Auf dem nördlichen Teil des Bassinplatzes findet am heutigen Abend die Pogida-Kundgebung statt. Pogida-Gegner wollen sich auf dem südlichen Teil des Platzes versammeln und friedlich protestieren - und die Polizei will beide Gruppen trennen.

Von Matthias Matern

Potsdam - Mit einer Kundgebung, Tanz und Musik will sich das Bündnis „Potsdam! bekennt Farbe“ am heutigen Mittwochabend ab 18 Uhr auf dem Bassinplatz friedlich der zweiten Demonstration nach Vorbild der fremdenfeindlichen Pegida-Bewegung innerhalb gut einer Woche entgegenstellen – von den Pogida-Teilnehmern getrennt durch ein Polizeiaufgebot und die katholische Kirche St. Peter und Paul. „Es ist wichtig, dass wir jetzt zum Ausdruck bringen, dass Potsdam eine weltoffene Stadt ist und wir in der Lage sind, einen friedlichen Protest zu organisieren“, sagte Oberbürgermeister und Vorsitzender des Bündnisses, Jann Jakobs (SPD), am Dienstag vor Journalisten.

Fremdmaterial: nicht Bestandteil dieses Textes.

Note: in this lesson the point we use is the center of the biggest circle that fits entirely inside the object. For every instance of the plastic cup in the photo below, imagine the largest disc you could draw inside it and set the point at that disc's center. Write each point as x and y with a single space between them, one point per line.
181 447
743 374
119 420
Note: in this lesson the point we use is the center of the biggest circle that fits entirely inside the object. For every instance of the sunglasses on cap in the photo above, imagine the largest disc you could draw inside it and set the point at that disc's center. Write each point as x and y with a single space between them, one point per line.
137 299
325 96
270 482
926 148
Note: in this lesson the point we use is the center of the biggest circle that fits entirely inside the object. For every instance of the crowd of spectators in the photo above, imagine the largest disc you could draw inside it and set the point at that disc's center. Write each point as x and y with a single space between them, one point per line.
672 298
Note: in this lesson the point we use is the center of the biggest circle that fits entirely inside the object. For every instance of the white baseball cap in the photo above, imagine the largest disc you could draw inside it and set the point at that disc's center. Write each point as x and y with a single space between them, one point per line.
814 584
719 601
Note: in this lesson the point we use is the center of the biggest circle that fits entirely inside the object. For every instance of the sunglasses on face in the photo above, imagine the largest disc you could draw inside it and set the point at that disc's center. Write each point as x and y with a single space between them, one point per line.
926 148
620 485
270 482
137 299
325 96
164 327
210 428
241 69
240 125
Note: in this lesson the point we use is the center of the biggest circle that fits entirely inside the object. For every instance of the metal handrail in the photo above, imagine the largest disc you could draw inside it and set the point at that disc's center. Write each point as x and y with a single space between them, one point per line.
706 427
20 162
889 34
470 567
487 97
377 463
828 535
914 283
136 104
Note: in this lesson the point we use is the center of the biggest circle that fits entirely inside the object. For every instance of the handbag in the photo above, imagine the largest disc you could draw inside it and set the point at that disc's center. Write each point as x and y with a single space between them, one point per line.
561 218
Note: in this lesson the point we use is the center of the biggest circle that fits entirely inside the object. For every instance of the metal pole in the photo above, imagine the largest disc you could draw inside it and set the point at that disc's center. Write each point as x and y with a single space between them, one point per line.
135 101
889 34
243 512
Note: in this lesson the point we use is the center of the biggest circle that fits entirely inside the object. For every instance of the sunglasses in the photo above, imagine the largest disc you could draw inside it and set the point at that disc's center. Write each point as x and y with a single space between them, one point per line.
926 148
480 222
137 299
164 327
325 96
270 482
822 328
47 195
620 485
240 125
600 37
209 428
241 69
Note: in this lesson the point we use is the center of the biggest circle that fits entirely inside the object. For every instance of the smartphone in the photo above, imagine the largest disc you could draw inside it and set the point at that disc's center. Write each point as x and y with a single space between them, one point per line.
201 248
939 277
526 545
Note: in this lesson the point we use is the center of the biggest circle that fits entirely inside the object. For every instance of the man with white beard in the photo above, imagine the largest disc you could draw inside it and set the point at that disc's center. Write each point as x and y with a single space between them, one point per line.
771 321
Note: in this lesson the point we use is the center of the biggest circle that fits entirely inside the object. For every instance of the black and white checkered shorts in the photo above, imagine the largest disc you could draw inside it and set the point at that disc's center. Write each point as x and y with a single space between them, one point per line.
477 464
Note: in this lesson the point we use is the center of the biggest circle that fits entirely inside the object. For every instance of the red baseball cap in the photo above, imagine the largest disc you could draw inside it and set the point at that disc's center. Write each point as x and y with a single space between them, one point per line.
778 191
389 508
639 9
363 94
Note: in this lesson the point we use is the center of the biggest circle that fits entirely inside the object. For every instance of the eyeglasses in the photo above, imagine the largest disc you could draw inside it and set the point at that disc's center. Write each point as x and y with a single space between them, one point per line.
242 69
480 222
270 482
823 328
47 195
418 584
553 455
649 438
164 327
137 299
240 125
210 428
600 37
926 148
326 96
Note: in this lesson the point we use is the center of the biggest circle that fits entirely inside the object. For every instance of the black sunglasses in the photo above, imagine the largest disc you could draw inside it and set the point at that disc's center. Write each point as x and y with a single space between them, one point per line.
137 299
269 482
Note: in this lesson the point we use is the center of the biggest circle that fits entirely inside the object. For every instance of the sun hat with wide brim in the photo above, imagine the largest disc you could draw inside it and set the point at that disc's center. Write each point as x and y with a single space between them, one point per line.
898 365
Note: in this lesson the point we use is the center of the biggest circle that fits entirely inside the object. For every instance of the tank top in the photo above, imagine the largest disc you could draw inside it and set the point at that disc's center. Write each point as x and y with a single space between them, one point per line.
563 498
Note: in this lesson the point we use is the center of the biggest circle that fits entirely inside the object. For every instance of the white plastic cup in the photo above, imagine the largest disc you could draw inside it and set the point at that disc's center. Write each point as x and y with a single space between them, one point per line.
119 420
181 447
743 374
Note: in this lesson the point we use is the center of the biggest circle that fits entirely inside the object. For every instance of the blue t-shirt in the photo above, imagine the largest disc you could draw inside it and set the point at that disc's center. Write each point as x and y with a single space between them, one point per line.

Wie berichtet war es nach der ersten Pogida-Veranstaltung vergangenen Montag zu schweren Ausschreitungen in der Innenstadt gekommen. Mutmaßlich linksradikale Gegendemonstranten hatten die Busse der Pogida-Teilnehmer mit Steinen und Flaschen angegriffen. Später kam es auch zu Angriffen auf die Polizei. Insgesamt wurden acht Beamte und zahlreiche Demonstranten verletzt sowie die Innenstadt in Teilen verwüstet.

Pogida am nördlichen Bassinplatz, Gegner am südlichen Platz

Als eine der Ursachen für die Eskalation der Gewalt nannte Jakobs am Dienstag die „Zersplitterung der Gegenveranstaltungen“ vergangene Woche. Während sich die Pogida-Teilnehmer am Bassinplatz hatten treffen wollen, war die offizielle Gegenveranstaltung der Stadt in den Lustgarten verlegt worden. Im Verlauf des Abends zogen jedoch mehrere Gruppen gewaltbereiter Pogida-Gegner dessen ungeachtet zum Bassinplatz. „Es ist wichtig, dass wir dieses Mal am Ort des Geschehens sind, nicht wie in der letzten Woche“, sagte Jakobs.

Geplant ist, dass die Pogida-Teilnehmer sich ausschließlich auf dem nördlichen Teil des Bassinplatzes, zwischen der Kirche St. Peter und Paul und der Gutenbergstraße, aufhalten und der südliche Teil des Platzes bis zur Charlottenstraße den Besuchern der Gegenveranstaltung vorbehalten bleibt (siehe Grafik). „Dazwischen wird Polizei sein“, sagte Jakobs am Dienstag. Seines Wissens sei allerdings auch wieder ein sogenannter Spaziergang der Pogida-Teilnehmer geplant. Was daraus werde, bleibe aber abzuwarten, so der Oberbürgermeister. „Was die Rechten vorhaben, wissen wir im Detail nicht.“

Jakobs bezeichnet Pogida-Akteure als "importierte Ideologen"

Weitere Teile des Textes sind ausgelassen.